Film: Photograph

By Ros Seale

Beautifully shot in Mumbai, this is a slow-moving and rather tender film about a love that is inferred and not resolved.

 The story revolves around a struggling street photographer, working to pay off a family debt, and a young middleclass woman who is studying to be a chartered accountant. 

Confined by their social and economic circumstances their romance is built on things that are left unsaid.

It is written, co-produced and directed by Ritesh Batra (The Lunchbox, The Sense of an Ending) with music by Peter Raeburn which sets the tone.

Rafi (Bollywood star Nawazuddih Siddiqui) takes a photo of Miloni (Sanya Malhotra) in front of Mumbai’s gateway monument, but she is called away by her family it while he is trying to put it into an envelope.

Returning home with the photo to the slum-like area he occupies with a number of male friends, he is told by a friends that his grandmother (Farrukh Jaffar) has stopped taking her medicine until he becomes serious about marriage.

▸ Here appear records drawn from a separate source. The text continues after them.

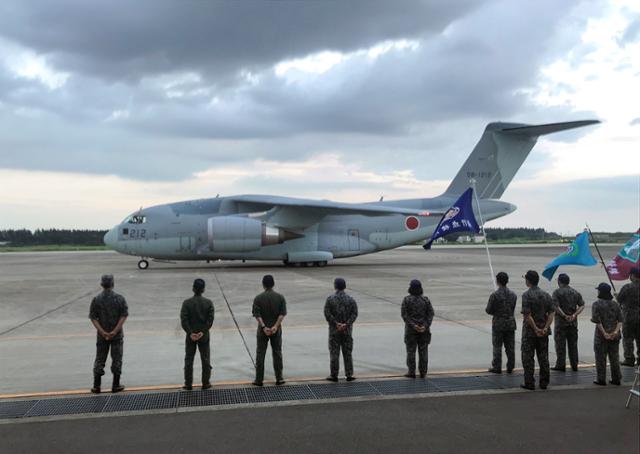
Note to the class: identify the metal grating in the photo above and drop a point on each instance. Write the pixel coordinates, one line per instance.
(16, 408)
(81, 405)
(233, 396)
(280, 393)
(134, 402)
(506, 380)
(210, 397)
(410, 386)
(337, 390)
(628, 373)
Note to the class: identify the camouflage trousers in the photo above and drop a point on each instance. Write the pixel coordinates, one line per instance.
(103, 347)
(603, 348)
(340, 341)
(417, 341)
(508, 339)
(203, 347)
(262, 341)
(631, 333)
(563, 336)
(535, 346)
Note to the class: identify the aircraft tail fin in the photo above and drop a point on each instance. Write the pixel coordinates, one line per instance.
(499, 154)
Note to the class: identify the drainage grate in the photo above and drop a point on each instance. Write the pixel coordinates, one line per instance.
(49, 407)
(410, 386)
(336, 390)
(506, 380)
(133, 402)
(279, 393)
(212, 397)
(233, 396)
(16, 408)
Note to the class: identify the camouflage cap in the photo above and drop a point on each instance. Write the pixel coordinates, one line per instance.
(198, 284)
(106, 280)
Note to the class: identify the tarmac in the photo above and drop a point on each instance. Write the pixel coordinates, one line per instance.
(554, 421)
(47, 343)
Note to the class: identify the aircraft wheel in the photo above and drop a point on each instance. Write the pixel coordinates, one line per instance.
(143, 264)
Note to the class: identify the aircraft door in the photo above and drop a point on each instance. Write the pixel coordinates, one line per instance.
(187, 242)
(353, 239)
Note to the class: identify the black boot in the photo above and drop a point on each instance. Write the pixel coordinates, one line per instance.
(96, 384)
(116, 387)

Impulsively, he sends her the photo of Miloni to make her think he has a relationship and the prospect of marriage. Such exciting news brings his grandmother to Mumbai to stay with him and meet the prospective bride.

Rafi sets out in a city of more than 18.000.000 people to find her. Fortunately he sees a photo of her on a billboard advertising the accountancy course she is attending (she is the star pupil) and she agrees to play the role of his girlfriend. They see each other each day and, despite cultural differences, develop a connection.

The story is told very slowly, with little learned about their backgrounds or emotions. They show little animation – and strangely there is an appearance of a ghost. 

At the end of the film they go to a cinema and Miloni leaves (when a rat runs over her foot). Rafi joins her and they walk away together with Rafi saying “the stories are all the same in movies these days”.

The inconclusive end leaves the audience to ponder if it means all stories have been told – or is it that we enjoy exploring new characters?

Perhaps there is no need for a conclusion to this film!

100 minutes. 

Spoken in Hindi, Gujarati and a little English, with English sub-titles.

This film was to be shown at  Somerville, Nedlands, but was cancelled due to the coronavirus outbreak, but one worth seeing in the future if you get a chance.